After reading the notebook, using Chainer you should be able to:
- Make a new dataset object.
- Divide a dataset into training / validation.
- Fine-tune a model on a new task by using a trained models.
- Bonus: How to write a dataset class from scratch.
Summary¶
We show a specific example of how to setup a dataset which is not already provided by Chainer and use it for training a network. The basic procedure is almost the same as the chapter that explains the CIFAR 10 dataset class (described in Chainer v 4: Beginner Tutorial, Japanese only for now).
Here, we will explain how to initialize models with weights of pre-trained models. The new model will be initialized with models whose domain is related to our current task.
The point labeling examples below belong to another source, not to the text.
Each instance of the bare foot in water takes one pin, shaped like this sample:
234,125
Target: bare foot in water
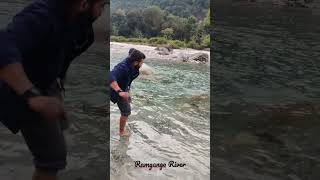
125,133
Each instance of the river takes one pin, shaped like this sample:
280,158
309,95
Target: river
169,122
266,84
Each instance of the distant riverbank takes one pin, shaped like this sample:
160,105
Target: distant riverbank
152,53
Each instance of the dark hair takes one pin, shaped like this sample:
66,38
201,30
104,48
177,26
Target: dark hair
135,55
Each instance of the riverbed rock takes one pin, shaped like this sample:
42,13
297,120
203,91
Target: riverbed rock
198,58
145,69
164,50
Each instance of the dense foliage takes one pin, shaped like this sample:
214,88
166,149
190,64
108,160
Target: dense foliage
177,23
182,8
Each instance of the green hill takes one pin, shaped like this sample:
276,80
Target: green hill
182,8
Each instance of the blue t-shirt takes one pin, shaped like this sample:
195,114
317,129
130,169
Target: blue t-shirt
124,73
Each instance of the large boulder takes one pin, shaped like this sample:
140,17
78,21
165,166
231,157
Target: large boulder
164,50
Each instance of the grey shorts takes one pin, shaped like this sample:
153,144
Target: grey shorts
124,107
46,140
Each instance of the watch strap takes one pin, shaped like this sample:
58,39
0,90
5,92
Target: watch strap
32,92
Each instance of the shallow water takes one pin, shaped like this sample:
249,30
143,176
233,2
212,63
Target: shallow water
86,102
169,122
266,84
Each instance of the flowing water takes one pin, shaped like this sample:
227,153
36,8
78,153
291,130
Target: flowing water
266,84
169,122
86,101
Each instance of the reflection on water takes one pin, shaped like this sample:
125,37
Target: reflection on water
169,122
86,102
266,83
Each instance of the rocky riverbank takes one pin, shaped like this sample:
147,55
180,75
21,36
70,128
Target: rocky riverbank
164,53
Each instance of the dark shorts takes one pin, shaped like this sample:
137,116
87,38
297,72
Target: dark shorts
46,140
124,107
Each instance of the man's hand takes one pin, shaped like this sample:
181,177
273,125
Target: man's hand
125,96
50,108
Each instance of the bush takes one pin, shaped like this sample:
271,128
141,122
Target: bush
192,44
176,44
118,39
157,40
206,42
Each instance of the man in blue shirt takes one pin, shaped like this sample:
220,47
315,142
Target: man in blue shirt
36,49
120,79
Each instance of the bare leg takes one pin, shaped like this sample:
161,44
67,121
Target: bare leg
44,175
123,121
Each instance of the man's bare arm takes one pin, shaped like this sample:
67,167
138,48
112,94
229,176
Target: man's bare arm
115,86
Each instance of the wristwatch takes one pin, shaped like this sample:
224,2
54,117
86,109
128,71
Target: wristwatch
119,91
32,92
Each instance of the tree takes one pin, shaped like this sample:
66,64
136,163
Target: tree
153,18
167,33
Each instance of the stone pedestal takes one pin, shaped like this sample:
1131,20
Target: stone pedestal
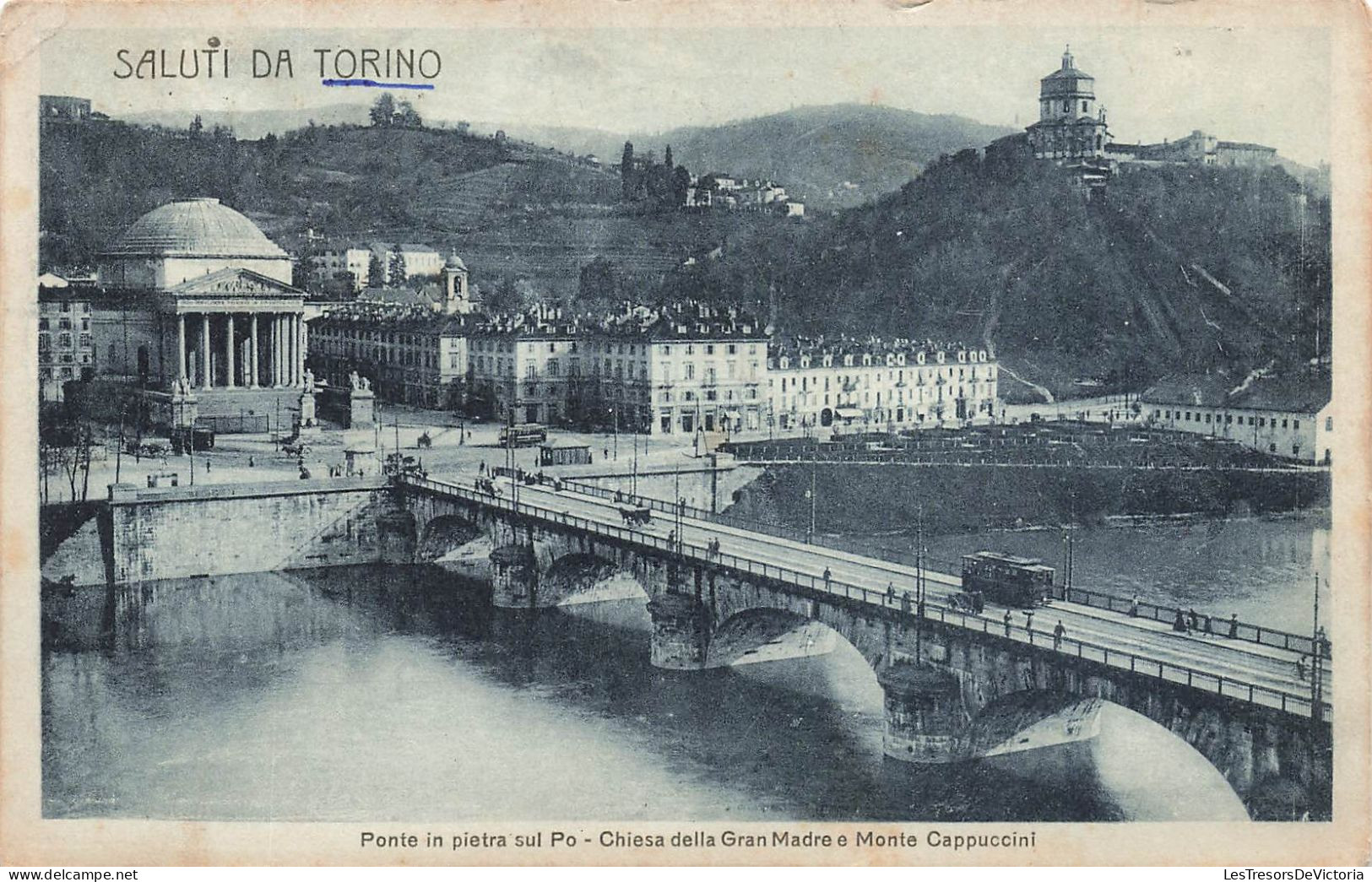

To fine-tune a network from Caffe’s .caffemodel
, the procedure is the same.
First, we execute the following cell and install “Chainer” and its GPU back end “CuPy”. If the “runtime type” of Colaboratory is GPU, you can run Chainer with GPU as a backend.
[1]:
!curl https://colab.chainer.org/install | sh -
Reading package lists... Done
Building dependency tree
Reading state information... Done
libcusparse8.0 is already the newest version (8.0.61-1).
libnvrtc8.0 is already the newest version (8.0.61-1).
libnvtoolsext1 is already the newest version (8.0.61-1).
0 upgraded, 0 newly installed, 0 to remove and 0 not upgraded.
Let’s import the necessary modules, then check the version of Chainer, NumPy, CuPy, Cuda and other execution environments.
[2]:
import chainer
chainer.print_runtime_info()
Chainer: 4.4.0
NumPy: 1.14.5
CuPy:
CuPy Version : 4.4.0
CUDA Root : None
CUDA Build Version : 8000
CUDA Driver Version : 9000
CUDA Runtime Version : 8000
cuDNN Build Version : 7102
cuDNN Version : 7102
NCCL Build Version : 2213
Use pip
to install the required libraries.
[3]:
%%bash
pip install Pillow
pip install dill
Requirement already satisfied: Pillow in /usr/local/lib/python3.6/dist-packages (4.0.0)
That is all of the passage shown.